Whenever you see the city council timorously concerned enough to “meet” with “our residents” over some upcoming issue on the docket, always remember where their political concern really lies, at least with the majority of the membership.
It’s always with the impacted business class in town, and nine times out of ten the purpose of these supposedly fact-finding get-togethers is to revise the impinging rules. (Our favorite on this was quite a few years back, perhaps 10 or 12, when Dennis Barlow wanted to set up a possible lobbyist-registration ordinance in Burbank. Guess who the “concerned” residents were? That’s right — it was the city’s potential lobbyist class itself, such as the Cusumanos and the various studio interests. They of course didn’t see the need for such a silly and confusing new rule, and so there wasn’t one).
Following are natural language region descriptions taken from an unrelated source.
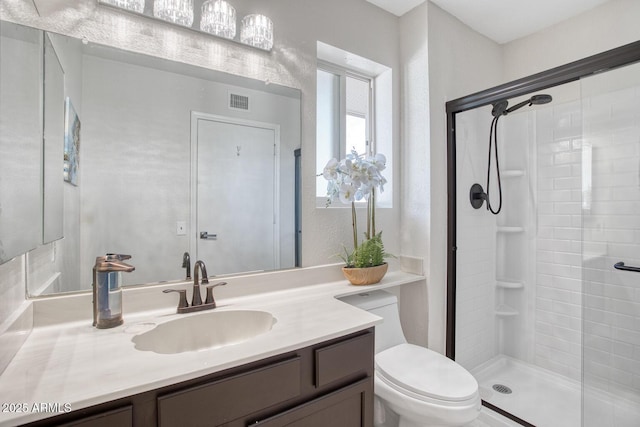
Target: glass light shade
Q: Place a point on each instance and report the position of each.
(176, 11)
(257, 31)
(219, 18)
(134, 5)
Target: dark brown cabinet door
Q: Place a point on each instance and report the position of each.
(348, 407)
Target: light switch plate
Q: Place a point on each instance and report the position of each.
(181, 228)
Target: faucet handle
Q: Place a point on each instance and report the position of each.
(209, 299)
(183, 297)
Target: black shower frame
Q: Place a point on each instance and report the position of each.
(602, 62)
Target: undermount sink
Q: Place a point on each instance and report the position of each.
(204, 331)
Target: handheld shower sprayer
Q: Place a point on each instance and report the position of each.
(477, 195)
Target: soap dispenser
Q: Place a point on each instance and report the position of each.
(107, 290)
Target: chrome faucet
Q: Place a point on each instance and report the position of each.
(186, 263)
(196, 299)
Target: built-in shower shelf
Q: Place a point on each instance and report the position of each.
(505, 284)
(510, 229)
(512, 173)
(506, 311)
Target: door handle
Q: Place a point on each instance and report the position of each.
(206, 236)
(620, 266)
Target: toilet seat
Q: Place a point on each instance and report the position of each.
(425, 374)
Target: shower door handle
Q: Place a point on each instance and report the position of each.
(620, 266)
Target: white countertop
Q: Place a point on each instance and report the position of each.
(77, 365)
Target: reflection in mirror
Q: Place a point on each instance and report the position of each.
(20, 140)
(134, 187)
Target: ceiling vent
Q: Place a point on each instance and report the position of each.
(238, 102)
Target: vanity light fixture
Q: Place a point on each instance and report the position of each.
(257, 31)
(177, 11)
(133, 5)
(218, 18)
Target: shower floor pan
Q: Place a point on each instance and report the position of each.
(546, 399)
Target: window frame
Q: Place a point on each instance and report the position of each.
(340, 149)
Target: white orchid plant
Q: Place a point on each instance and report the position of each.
(358, 177)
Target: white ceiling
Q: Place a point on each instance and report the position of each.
(501, 20)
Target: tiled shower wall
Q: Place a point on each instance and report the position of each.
(476, 241)
(558, 314)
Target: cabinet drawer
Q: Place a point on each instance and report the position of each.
(344, 359)
(230, 398)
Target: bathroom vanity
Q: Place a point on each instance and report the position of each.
(314, 363)
(330, 383)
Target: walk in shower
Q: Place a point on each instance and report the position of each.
(544, 243)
Attached to this weekend’s Leader article about the council’s upcoming
meeting revisit on the home-monstrosity issue is this reader response. He also later on tries to tie pro-mansionization in with somehow fighting the homeless, like the first one’s better than having homeless people in local encampments. That was beyond our power to figure out.
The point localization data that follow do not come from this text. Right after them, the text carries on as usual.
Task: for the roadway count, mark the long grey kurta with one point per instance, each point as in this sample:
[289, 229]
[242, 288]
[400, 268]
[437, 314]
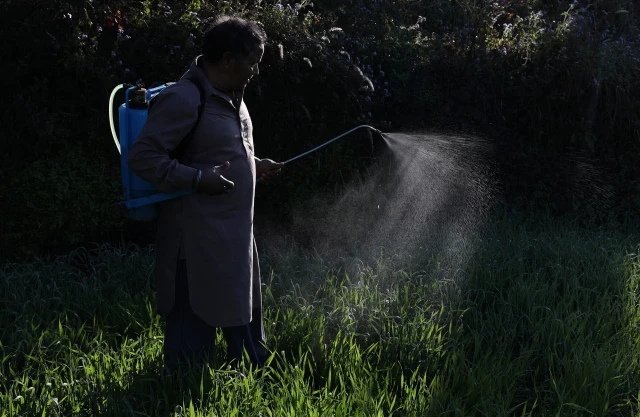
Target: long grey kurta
[213, 233]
Wow, this issue again? It was an issue back in 2003 and it just seems to be something that will keep coming up over and over until all the folks who paid $50,000 for their Burbank homes move away. This is not 1950 folks! A 1500 sq ft house on the hillside costs $800,000 today. Wow, crazy right?!? Did you know that? If you did then it would be disingenuous of you to prevent folks who are paying said $800k+ from building the largest structures possible so that they can preserve their equity in the property. I can’t believe I am having to write this same argument for at least the third time. This is not and will never be about “preserving the aesthetic of the small town city of Burbank.” It is all about economics. If anyone wants to preserve the aw-shucks Mayberry aesthetic then they should start a fund and put in an extra $200,000 in property taxes every year that would be necessary to offset the loss that new buyers would take if they only kept the same 1500 sq ft footprint when they buy their homes in 2016. This is an ad nauseum argument that will never be resolved until people who aren’t paying $800k+ for their properties move away. Please do the rest of us ne’er-do-wells a favor and sell out while the market has peaked so that you can live a swell life off of the awesome equity we helped to provide for you (you are welcome) and the rest of us who stay behind can continue to build houses that retain and build equity.
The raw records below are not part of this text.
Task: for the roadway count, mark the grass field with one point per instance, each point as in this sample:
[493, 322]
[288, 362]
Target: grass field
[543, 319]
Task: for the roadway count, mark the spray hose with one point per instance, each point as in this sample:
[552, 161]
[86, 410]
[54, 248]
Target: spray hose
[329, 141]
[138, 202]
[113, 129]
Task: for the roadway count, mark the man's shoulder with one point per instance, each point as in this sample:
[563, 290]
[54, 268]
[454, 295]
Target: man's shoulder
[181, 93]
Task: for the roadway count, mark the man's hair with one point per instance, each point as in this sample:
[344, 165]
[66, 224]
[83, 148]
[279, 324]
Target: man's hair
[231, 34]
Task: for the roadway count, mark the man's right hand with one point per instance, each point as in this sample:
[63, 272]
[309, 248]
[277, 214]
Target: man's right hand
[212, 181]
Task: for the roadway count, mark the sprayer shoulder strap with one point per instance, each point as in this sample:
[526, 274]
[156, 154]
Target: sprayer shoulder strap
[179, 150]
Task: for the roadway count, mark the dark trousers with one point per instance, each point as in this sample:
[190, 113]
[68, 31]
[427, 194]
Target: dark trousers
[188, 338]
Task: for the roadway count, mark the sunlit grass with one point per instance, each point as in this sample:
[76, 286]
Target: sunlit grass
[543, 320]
Needless to say about this jumble of Rotary Club/Ayn Randian nonsense, but if your 1500 sq ft home is worth $800,000+ in Burbank and that that’s what it sold for, you don’t need to triple its size in order to maintain the same value. It’s still worth $800,000. If the house becomes reassessed at that new value the tax coffers will also start to fill, just as much as if it was reassessed for improvements alone — like mansionizing. By logical extension then (according to this guy), if we all mansionized together just think how much revenue the city would gain in property taxes. And if we don’t, just think how much it will lose.
So see, by not doing so, we’ve lost out already! What a disservice we’ve done to each other by not cramming 8,000 sq ft of dwelling space on our little hillside and Flatland lots. Apparently too these mansions increase the wealth around them, which would be news to the realtors in town who have to sell right next door.
This is what happens when you see the world as “all about economics.” Some of us try to leave this sick obsession outside our doorways, and hopefully way, way down the street. But a form of this cheap and expedient philosophy now rules Burbank, all homey sentiment from this same crowd notwithstanding. The comment writer was just being more genuinely honest about it in his obtuseness.